Jürgen Sparwasser, autor do golo na histórica vitória da RDA sobre a RFA no Mundial de Futebol de 1974, consegue evadir-se em 1988, um ano antes da queda do Muro. “Já não aguentava tanta mentira e propaganda enganosa.”
Hamburgo 74 significa o quê para si? Preferia que não tivesse sido golo?
Digamos que esse golo causou-me mais problemas do que benefícios. A partir do momento em que bati Maier, a minha vida mudou. E eu corri como um maluco a julgar que tinha feito uma grande coisa. À medida que os anos foram passando, percebi algumas coisas. No plano desportivo, a RDA ficou em primeiro lugar do grupo e foi parar ao grupo da segunda fase com Holanda, Brasil e Argentina, enquanto a RFA evitou esses tubarões e meteu-se num grupo mais acessível. Fora o resto. [A RFA, país anfitrião, conquistaria o título mundial em 1974].
Qual resto?
Isso agora... é muita coisa. Era imensa a contestação ao regime da RDA, mas feita por uma maioria silenciosa. Mais de metade da população da RDA apoiava a RFA. Acredita que depois desse golo fui assobiado nos estádios da RDA? [Sparwasser jogou no Magdeburgo, o seu único clube, entre 1965 e 1979 e marcou dois golos ao Sporting na meia-final da Taça das Taças, 1973/74].
Outros tempos, não é?
Acredita que esse golo foi utilizado como bandeira do regime comunista e que me impediu, por exemplo, de aceitar uma proposta do Bayern de Munique? Porque eu era a cara da RDA, era filho de uma família trabalhadora e desprezava o luxo e o dinheiro. E aquela história de me terem dado uma televisão, um carro e uma casa pelo golo à RFA é mentira. O futebol nunca me enriqueceu. Nem podia.

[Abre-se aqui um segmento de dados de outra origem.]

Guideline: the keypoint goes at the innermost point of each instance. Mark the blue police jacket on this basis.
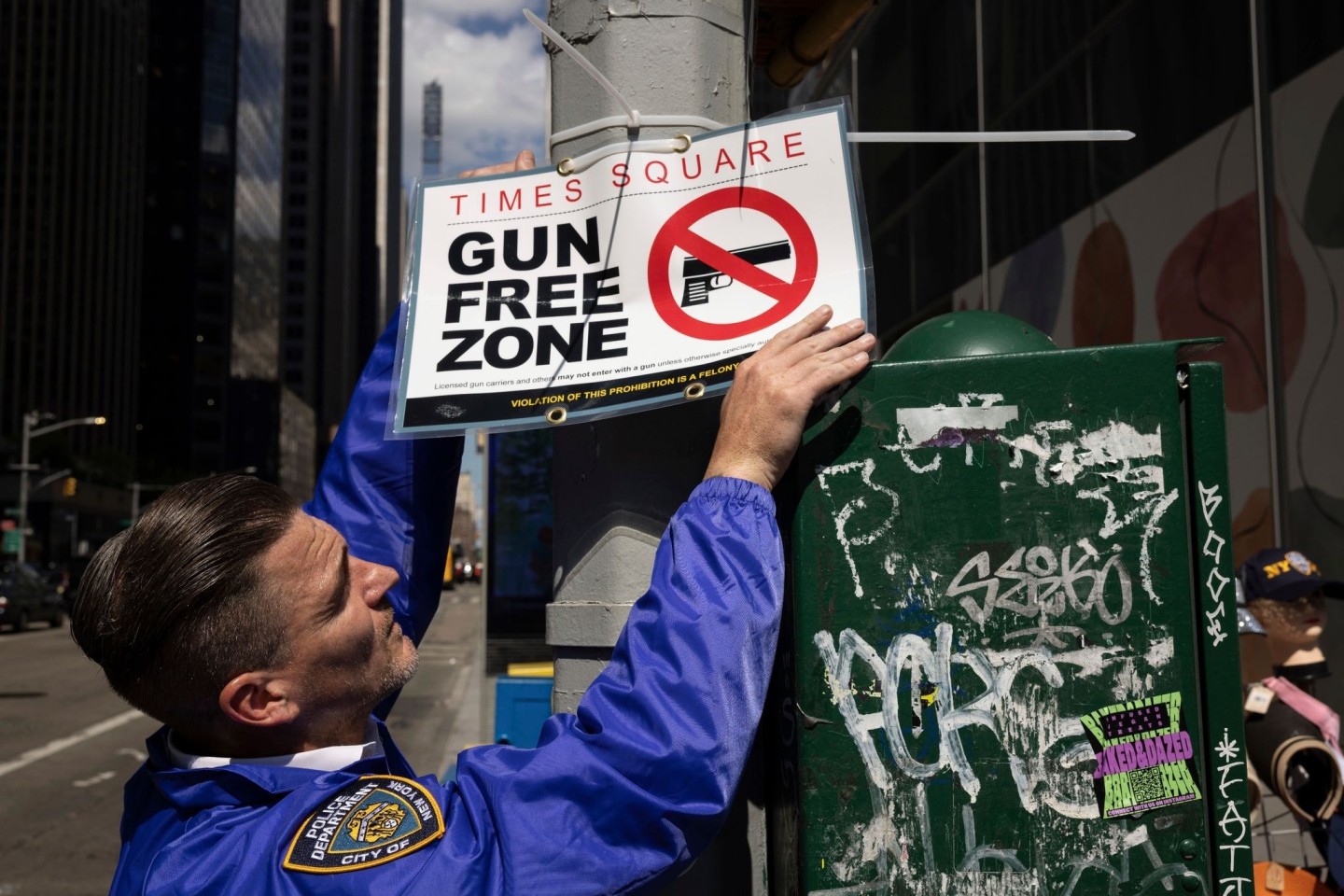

Por isso é que se evadiu em janeiro de 1988, aproveitando um torneio de veteranos na RFA?
Sim, já não aguentava tanta mentira e propaganda enganosa. O início do fim foi quando tentaram usar-me. Eu era professor na Universidade Pedagógica de Magdeburgo e queria fazer a tese de doutoramento. No fim dos anos 80, a contestação estava cada vez mais forte e eles [do regime] ofereceram-me o cargo de treinador do Magdeburgo [com fortes conotações políticas]. Recusei e impediram-me de fazer a tese. Eles nunca se importaram com a nossa vontade, desejo ou
E porque não se evadiu antes?
Houve oportunidades, de facto, como os jogos do Magdeburgo em Munique, ou os da seleção da RDA no estrangeiro. Mas o regime da RDA não deixava as mulheres acompanharem os jogadores nessas viagens. Alguém ficava em casa. Portanto, nunca faria uma coisa dessas, a não ser que a minha mulher estivesse do outro lado do muro. Como não estava, tinha de jogar pelo seguro. Mas é preciso dizer que aquele plantel do Magdeburgo foi uma experiência única. Estávamos todos no mesmo saco, rimos e chorámos juntos. Essa convivência não tem preço.